Peneliti Rumah KitaB, KH Roland Gunawan, menekankan pentingnya bersikap adil sebagai dasar dan prinsip yang dianut oleh seluruh agama dan umat beragama. Ia mengutip sebuah ayat di dalam Alquran yang mengatakan, “Janganlah kebencianmu terhadap suatu kaum membuat kamu bersikap tidak adil". Jangan karena kebencian, kata Roland, tidak bersikap adil kepada timnas Israel yang sudah diterima sejak awal oleh pemerintah Indonesia sebagai tuan rumah.
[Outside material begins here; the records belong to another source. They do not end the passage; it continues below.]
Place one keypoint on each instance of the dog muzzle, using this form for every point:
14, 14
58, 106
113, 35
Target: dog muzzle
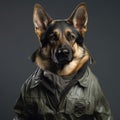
62, 55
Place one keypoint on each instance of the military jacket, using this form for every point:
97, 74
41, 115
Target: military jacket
42, 98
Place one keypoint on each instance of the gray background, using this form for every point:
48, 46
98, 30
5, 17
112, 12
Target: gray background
18, 41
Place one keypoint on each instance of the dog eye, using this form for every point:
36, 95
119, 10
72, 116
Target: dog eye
70, 36
53, 37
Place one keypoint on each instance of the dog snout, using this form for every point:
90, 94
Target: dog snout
63, 51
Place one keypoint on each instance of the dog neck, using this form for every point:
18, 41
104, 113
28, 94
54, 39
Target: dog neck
66, 70
73, 66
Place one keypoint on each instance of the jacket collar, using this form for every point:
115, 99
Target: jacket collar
38, 76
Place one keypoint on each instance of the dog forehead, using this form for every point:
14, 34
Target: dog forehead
60, 26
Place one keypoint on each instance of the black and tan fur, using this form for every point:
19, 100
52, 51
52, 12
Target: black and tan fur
67, 34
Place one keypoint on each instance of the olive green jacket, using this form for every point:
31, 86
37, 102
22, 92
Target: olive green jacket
42, 98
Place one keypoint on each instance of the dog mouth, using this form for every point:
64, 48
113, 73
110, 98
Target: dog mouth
62, 55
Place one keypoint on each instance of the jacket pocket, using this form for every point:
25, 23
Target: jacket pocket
76, 106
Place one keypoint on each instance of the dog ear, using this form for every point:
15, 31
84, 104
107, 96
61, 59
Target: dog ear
79, 18
40, 19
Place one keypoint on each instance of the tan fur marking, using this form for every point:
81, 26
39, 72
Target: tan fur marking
73, 66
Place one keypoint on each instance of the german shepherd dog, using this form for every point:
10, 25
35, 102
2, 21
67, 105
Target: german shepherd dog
62, 48
47, 94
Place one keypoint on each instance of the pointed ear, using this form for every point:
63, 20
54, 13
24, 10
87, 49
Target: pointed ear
79, 18
40, 19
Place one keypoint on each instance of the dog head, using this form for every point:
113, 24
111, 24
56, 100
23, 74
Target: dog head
62, 41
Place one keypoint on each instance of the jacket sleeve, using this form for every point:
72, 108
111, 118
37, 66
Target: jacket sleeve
20, 108
24, 108
102, 107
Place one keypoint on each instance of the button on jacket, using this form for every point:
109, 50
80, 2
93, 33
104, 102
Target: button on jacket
44, 97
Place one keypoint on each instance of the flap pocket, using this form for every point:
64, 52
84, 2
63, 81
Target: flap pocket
76, 106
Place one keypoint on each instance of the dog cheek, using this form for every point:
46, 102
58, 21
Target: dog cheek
53, 56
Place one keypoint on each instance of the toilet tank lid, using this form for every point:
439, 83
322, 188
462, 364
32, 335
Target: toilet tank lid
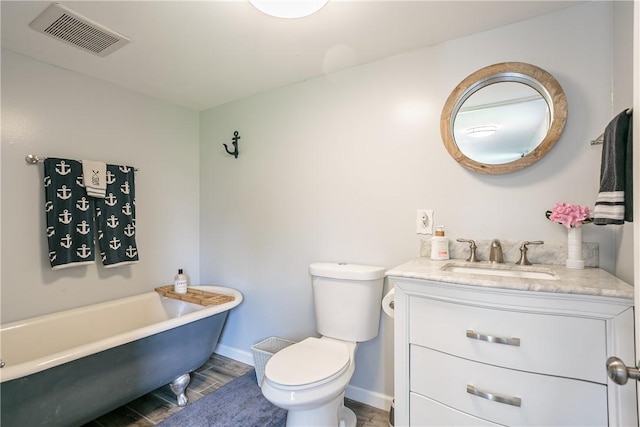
341, 270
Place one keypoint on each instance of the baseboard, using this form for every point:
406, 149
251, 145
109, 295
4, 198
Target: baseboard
371, 398
235, 354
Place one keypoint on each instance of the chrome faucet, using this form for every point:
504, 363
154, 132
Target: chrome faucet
495, 254
472, 248
523, 252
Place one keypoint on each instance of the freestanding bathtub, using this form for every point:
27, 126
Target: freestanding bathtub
68, 368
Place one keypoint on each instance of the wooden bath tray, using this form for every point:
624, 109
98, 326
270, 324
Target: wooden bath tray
195, 296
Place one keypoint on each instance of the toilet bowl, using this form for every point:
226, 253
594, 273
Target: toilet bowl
309, 378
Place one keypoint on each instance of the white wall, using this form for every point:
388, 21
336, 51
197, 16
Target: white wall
48, 111
333, 169
623, 98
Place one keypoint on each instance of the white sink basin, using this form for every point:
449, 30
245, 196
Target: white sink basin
501, 270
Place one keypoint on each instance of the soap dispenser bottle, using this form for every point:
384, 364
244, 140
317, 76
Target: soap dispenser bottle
180, 283
439, 245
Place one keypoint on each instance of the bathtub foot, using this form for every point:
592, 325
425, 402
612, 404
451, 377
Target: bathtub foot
179, 386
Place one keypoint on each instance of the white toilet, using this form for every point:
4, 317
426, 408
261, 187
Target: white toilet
309, 378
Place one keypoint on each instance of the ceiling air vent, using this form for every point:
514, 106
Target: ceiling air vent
72, 28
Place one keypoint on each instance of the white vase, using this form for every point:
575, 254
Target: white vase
574, 246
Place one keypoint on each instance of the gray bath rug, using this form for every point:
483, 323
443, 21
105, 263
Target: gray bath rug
239, 403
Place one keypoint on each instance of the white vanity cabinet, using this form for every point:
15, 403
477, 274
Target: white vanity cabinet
485, 355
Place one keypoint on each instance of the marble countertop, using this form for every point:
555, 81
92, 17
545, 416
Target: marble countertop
589, 281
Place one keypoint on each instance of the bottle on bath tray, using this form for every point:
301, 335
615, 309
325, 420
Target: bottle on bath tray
439, 245
180, 283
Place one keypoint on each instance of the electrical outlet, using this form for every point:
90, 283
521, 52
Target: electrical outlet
424, 221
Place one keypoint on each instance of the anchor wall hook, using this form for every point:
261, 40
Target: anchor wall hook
234, 140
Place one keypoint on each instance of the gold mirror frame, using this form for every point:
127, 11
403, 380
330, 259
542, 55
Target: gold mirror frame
520, 72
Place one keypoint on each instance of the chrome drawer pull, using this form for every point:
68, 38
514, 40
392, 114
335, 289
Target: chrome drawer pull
489, 338
514, 401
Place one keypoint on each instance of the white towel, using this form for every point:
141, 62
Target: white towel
95, 178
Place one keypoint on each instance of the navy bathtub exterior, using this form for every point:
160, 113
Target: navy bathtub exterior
77, 392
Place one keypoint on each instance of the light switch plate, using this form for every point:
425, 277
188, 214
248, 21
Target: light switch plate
424, 221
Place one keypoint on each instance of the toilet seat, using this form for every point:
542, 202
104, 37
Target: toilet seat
312, 361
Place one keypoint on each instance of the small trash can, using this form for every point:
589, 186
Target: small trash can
263, 351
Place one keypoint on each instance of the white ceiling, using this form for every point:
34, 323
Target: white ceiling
201, 54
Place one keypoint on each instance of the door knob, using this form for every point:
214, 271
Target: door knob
619, 372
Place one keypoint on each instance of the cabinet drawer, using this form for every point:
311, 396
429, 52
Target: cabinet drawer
425, 412
573, 347
544, 400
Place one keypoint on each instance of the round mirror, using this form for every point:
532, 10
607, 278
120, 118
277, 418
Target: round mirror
503, 117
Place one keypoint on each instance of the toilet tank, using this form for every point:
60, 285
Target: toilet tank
347, 300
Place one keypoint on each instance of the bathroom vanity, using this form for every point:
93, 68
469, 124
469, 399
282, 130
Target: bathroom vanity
482, 344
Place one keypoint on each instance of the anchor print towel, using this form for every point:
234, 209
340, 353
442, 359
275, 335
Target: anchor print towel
94, 177
69, 214
116, 218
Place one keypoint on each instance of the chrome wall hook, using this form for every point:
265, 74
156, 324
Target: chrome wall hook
234, 140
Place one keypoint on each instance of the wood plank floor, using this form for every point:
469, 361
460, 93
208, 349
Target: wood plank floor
153, 408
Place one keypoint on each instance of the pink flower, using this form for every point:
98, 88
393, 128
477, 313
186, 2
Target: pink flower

“Banyak orang menolak timnas Israel karena memandang Israel sebagai penjajah. Kita harus mendefinisikan apa sebenarnya yang disebut negara penjajah. Di sini kita harus lihat konteksnya antara Israel dan Palestina," kata Roland.
Menurut Roland, dalam konflik antara Israel dan Palestina, banyak yang membela Palestina, dengan alasan Israel menjajah Palestina. Namun dalam pertikaian antara Rusia dan Ukraina, banyak yang lebih pro Rusia. Padahal, dalih Roland, Rusia yang menyerang Ukraina.
Dalam kasus Muslim Rohingya di Myanmar, lanjut Roland, mengapa timnas Myanmar yang berlaga di Indonesia tidak diboikot. "Banyak pihak di Indonesia memboikot timnas Israel padahal Israel tidak pernah menjajah Indonesia. Sebaliknya, mereka biasa bergaul dan bersahabat dengan Belanda dan Jepang, padahal kedua negara itu pernah menjajah Indonesia dan membantai bangsa pribumi,” dalih Roland.
Pengurus Eit Chaim Indonesia, Abigail Wiriaatmadja, memandang bahwa kebencian berbagai pihak di Indonesia terhadap Israel di antaranya didasarkan pada legalitas Israel sebagai negara. Mereka menganggap Israel tidak punya legalitas sebagai sebuah negara.
"Perlu juga ditelaah bahwa para penuduh dan penolak Israel itu kredibilitasnya seperti apa. Mari kita buka pikiran, karena pikiran itu seperti parasut hanya bisa bekerja kalau terbuka," kata Abigail.